Mr. Goldman served as New Jersey state treasurer from 1976 to 1982 and was a principal architect of the Brendan Byrne administration’s school finance reform package that led to adoption of the state’s first income tax in 1976. An expert in public finance, he also served in the administrations of governors Richard Hughes and William Cahill and assisted in the transition planning for several later administrations. In 1982, he established Goldman, Beale Associates, a financial consulting firm that advised dozens of state agencies and municipalities.
A graduate of Rutgers University, where he was a Henry Rutgers Scholar, he held master’s and doctoral degrees from Princeton University’s Woodrow Wilson School of Public and International Affairs, where he was later a visiting professor in public finance.
He first served in N.J. government as an assistant to Paul Ylvisaker, the state’s first commissioner of community affairs. In 1969, he was named executive director of the newly created Hackensack Meadowlands Development Commission.
In 1974, he was named deputy state treasurer and was tasked with composing Byrne’s response to the Supreme Court’s ruling that the state’s school finance program violated the N.J. constitution. That response passed the state Assembly but failed in the Senate. In 1976, the Supreme Court ordered the schools shut down, and the legislature enacted a revised version of the school aid and income tax package, ending decades of political stalemate.

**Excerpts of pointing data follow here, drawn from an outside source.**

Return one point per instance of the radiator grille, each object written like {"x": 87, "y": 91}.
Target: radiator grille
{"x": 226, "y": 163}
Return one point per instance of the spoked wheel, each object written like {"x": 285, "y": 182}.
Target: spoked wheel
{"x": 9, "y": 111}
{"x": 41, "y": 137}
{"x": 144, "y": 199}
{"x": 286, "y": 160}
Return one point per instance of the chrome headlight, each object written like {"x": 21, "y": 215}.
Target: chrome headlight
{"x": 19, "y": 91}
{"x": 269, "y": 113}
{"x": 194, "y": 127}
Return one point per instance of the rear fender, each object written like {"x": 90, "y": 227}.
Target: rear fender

When a near default on New York City debt threatened the financial stability of N.J. cities as well, he proposed a plan for channeling state aid directly to city bond trustees, a no-cost measure that reopened the bond market and guaranteed a minimum A credit rating for the state’s municipalities and school districts. The proposal was codified in 1975 as the NJ Qualified Bond Act.

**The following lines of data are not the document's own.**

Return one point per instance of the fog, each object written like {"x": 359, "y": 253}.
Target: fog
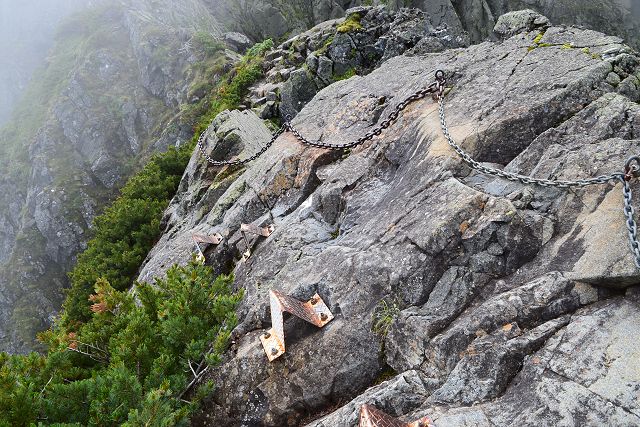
{"x": 26, "y": 31}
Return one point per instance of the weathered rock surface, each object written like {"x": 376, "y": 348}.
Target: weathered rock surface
{"x": 108, "y": 111}
{"x": 512, "y": 300}
{"x": 478, "y": 17}
{"x": 303, "y": 65}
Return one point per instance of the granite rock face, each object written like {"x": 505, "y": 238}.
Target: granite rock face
{"x": 503, "y": 304}
{"x": 110, "y": 109}
{"x": 478, "y": 17}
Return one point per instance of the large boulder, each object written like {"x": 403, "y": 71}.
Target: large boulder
{"x": 471, "y": 292}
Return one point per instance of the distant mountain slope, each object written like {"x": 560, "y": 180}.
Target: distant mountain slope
{"x": 26, "y": 31}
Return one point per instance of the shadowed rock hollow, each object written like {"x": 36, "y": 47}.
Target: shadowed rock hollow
{"x": 516, "y": 305}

Soon after that, he proposed that the assets of the constitutionally established Fund for Support of Free Public Schools be pledged by statute to service school bonds in the event of default. Statutory approval of that measure raised the minimum rating of all school bonds to AA. Together, these initiatives have reduced debt service costs for local and school borrowers by millions of dollars.

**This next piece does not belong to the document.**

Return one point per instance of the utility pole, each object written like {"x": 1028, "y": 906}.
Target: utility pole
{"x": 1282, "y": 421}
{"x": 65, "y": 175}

As state treasurer, he oversaw the department’s implementation of the new state income tax, which required quick, accurate processing of paperwork.
He also proposed refinancing of the outstanding debt of both the University of Medicine and Dentistry of New Jersey and the New Jersey Sports and Exposition Authority, which, after voter approval, produced major cost savings for both. In the case of the sports authority, the savings were sufficient to offset the construction costs of the Meadowlands Arena.
The state had seen its credit rating reduced from AAA to AA by Moody’s in 1975. With adoption of the income tax, he argued that the state’s financial foundation was again sound and that a rating upgrade was in order. Moody’s agreed and restored its highest rating. At the end of Byrne’s term, New Jersey was one of a few states holding AAA ratings from all three major rating services.
He also had served as chair of the Mercer County Alliance to End Homelessness since 2009.
He is survived by his wife of 53 years, Irene Etkin; two sons, Daniel and Paul; a brother, Richard; and a granddaughter.
A celebration of life was held Sept. 21 at Temple Micah in Lawrenceville, with funeral arrangements by Orland’s Ewing Memorial Chapel. Memorial contributions may be made to the Coalition for Peace Action in Princeton or Mercer Alliance to End Homelessness in Trenton.